Praga, mayo de 1983. Sergio Pitol forma parte del cuerpo diplomático de la Embajada de México en Checoslovaquia. Aquí vivirá seis años para descubrir que esta ciudad, como ninguna otra en el mundo, es intensamente inspiradora porque aquí los caminos de la creación artística se entrecruzan como las mismas tramas de las novelas más célebres que han convertido a la añeja capital de las cien torres en un personaje que, a la manera del Rabino Judah Loew en la novela El Golem de Gustav Meyrink, abriga y alienta el genio.
Sea en el hotel donde Richard Wagner compuso Tristán e Isolda, en la posada Los Tres Moros donde Johann Wolfgang von Goethe veraneó durante muchos años, en el pequeño teatro donde Wolfgang Amadeus Mozart estrenó Don Giovanni, en el hotel donde se alojó Franz Liszt, en la sala donde tocó Frederic Chopin, el departamento donde convaleció Johannes Brahms de sus males, y muchas veces Franz Kafka, el mexicano nacido en Puebla el 18 de marzo de 1933 encuentra indicios sólidos para realizar una crónica literaria de la ciudad que se estremece ante los devaneos amorosos de Teresa, Sabina y Tomás en La insoportable levedad del ser de Milán Kundera, o se convierte en un encantamiento con la terquedad temeraria de Jakob Meisl que relata, en De noche, bajo el puente de piedra de Leo Perutz, un amor imposible en la Praga del siglo XVI entre Rodolfo II, rey de Bohemia y emperador del Sacro Imperio, y la bella Esther, esposa del riquísimo judío Mordejai Meisl, gracias a una rosa y un romero que el gran talmudista Loew plantó para que los amantes se encuentren cada noche entre sueños.
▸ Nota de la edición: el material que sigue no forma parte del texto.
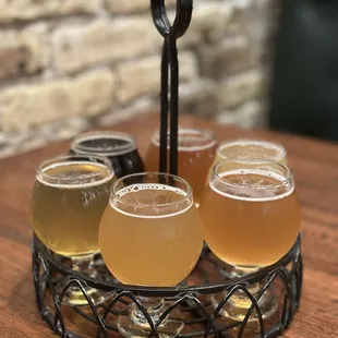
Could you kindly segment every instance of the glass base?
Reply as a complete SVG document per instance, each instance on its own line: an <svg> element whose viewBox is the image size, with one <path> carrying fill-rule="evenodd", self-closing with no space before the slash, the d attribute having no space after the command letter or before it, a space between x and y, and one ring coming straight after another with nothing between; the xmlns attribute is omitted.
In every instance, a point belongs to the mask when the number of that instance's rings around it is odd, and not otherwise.
<svg viewBox="0 0 338 338"><path fill-rule="evenodd" d="M165 310L160 309L160 313ZM154 311L148 311L156 324L160 314L154 314ZM157 333L160 338L170 338L178 336L184 327L183 322L164 319L160 326L157 328ZM149 337L152 328L141 311L138 311L135 304L131 304L119 315L118 329L124 337Z"/></svg>
<svg viewBox="0 0 338 338"><path fill-rule="evenodd" d="M212 297L213 307L216 309L218 304L227 295L226 292L217 293ZM237 291L219 311L219 314L224 317L236 322L243 322L252 303L250 299L242 292ZM270 290L266 290L258 301L258 306L262 313L263 319L271 317L278 310L278 301ZM249 318L249 323L257 322L258 316L255 310Z"/></svg>

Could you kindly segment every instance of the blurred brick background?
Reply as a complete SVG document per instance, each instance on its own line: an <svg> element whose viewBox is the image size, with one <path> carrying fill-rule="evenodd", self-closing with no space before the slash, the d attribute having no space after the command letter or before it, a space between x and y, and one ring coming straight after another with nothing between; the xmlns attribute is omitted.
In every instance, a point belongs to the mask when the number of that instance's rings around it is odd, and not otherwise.
<svg viewBox="0 0 338 338"><path fill-rule="evenodd" d="M194 1L181 112L264 125L273 1ZM149 0L0 0L0 157L158 110Z"/></svg>

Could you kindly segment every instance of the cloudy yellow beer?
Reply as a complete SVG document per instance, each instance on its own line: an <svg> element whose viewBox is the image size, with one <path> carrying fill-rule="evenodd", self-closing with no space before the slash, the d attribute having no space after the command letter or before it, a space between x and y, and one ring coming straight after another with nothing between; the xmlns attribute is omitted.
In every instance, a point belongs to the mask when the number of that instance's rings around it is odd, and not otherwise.
<svg viewBox="0 0 338 338"><path fill-rule="evenodd" d="M261 170L225 170L214 176L202 198L201 216L212 251L224 262L248 268L280 259L301 225L293 182L269 170L268 164Z"/></svg>
<svg viewBox="0 0 338 338"><path fill-rule="evenodd" d="M55 161L36 176L32 225L39 240L63 256L98 251L98 226L109 201L111 168L86 160Z"/></svg>
<svg viewBox="0 0 338 338"><path fill-rule="evenodd" d="M131 184L118 191L99 227L105 263L126 285L178 285L195 266L202 245L192 197L166 184Z"/></svg>
<svg viewBox="0 0 338 338"><path fill-rule="evenodd" d="M270 158L278 162L287 162L287 150L278 143L263 140L233 140L222 142L216 150L213 164L209 167L207 183L212 178L212 168L220 160L234 157Z"/></svg>
<svg viewBox="0 0 338 338"><path fill-rule="evenodd" d="M205 179L216 152L214 133L197 129L179 129L178 174L186 180L194 190L195 204L205 186ZM168 162L169 162L168 143ZM159 170L159 133L153 136L152 144L145 159L147 171Z"/></svg>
Barcelona-Ciudad de México, 1996. El arte de la fuga prueba que la fusión entre la memoria, la crónica y la ficción puede fundar un nuevo género literario. Que se puede hablar de libros que existen y también de otros que podrían existir y de otros que no sabemos si pueden existir o no, como ha considerado Juan Villoro sobre este libro cúspide en la obra del autor de Domar a la divina garza. Pitol, reitera Villoro, ha conseguido con este volumen heterodoxo mezclar los sueños con las acciones y forjar un espejo de su vida misma: el nómada que ha sido durante décadas tiene ante sí el reflejo del nómada que se pasea gozoso entre géneros literarios.
Como el rabino Loew que crea un Golem para proteger a los judíos de Praga con una palabra mágica, Pitol comienza una nueva andanza literaria en la que revelará pasajes dolorosos de su existencia.
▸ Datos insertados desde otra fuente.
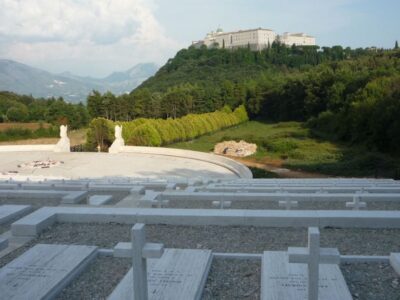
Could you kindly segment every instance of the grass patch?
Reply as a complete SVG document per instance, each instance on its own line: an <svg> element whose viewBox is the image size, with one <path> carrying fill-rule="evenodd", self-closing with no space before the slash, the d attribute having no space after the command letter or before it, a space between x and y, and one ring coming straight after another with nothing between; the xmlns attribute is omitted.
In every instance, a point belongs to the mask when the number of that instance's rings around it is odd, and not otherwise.
<svg viewBox="0 0 400 300"><path fill-rule="evenodd" d="M249 167L253 178L280 178L280 176L274 172L270 172L260 168Z"/></svg>
<svg viewBox="0 0 400 300"><path fill-rule="evenodd" d="M227 140L257 144L257 153L246 160L336 176L400 177L400 159L362 147L313 136L303 123L249 121L198 139L169 145L170 148L212 152Z"/></svg>

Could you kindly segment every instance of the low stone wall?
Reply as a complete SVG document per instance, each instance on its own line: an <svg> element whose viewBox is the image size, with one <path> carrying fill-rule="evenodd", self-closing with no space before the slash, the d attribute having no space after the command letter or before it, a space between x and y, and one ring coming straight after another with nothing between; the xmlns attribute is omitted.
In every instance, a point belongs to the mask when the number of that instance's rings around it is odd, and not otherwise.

Así compartirá: “Los caminos de la creación son imprecisos, están llenos de pliegues, de espejismos, de demoras. Se requiere la paciencia de un ángel, una buena dosis de abandono y, a la vez, una voluntad de acero para no sucumbir a las trampas con que el inconsciente se encarga de obstaculizarle al escritor su camino. La lucha entre Eros y Thanatos está siempre en la raíz de la creación, ya se sabe. Pero el final del combate es siempre imprevisible”.
Se avergonzará en ese libro siamés de El arte... que se llama El viaje con el que se adentra en la Unión Soviética: “Era yo un niño bastante loco, muy solitario, muy caprichoso, me parece. Los problemas de mitomanía me duraron unos cuantos años, como defensa ante el mundo. A veces, más tarde, con unas copas, volvían a surgir, lo que me encolerizaba y deprimía a un grado desproporcionado.”
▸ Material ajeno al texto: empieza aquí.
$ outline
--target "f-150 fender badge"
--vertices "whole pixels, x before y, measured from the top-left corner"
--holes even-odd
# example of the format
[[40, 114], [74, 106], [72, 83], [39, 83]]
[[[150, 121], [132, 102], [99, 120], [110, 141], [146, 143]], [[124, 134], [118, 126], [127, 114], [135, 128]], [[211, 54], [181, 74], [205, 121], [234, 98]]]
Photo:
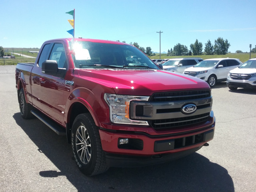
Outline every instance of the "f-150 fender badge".
[[194, 104], [185, 104], [181, 107], [181, 112], [184, 114], [192, 113], [196, 110], [196, 106]]
[[65, 84], [70, 85], [74, 85], [74, 81], [68, 81], [66, 80], [65, 81]]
Iluminará la mirada en ambas obras cuando relate cómo, ya sin sus padres y su hermanita, hallaba la felicidad que no encontraba alrededor suyo en los libros. Los clásicos franceses y rusos lo ayudaron a olvidar tristezas, pérdidas y sobrellevar los sinsabores de aquellos años tiernos y compartir con otros, muchos años después, en Praga, en Beijing, en tantos sitios donde erró, esa fuente de felicidad que hay en esos objetos que él mismo forjaría con su puño y letra, entre lágrimas y carcajadas, hasta terminar convertido en un consumado alquimista de no pocos sortilegios.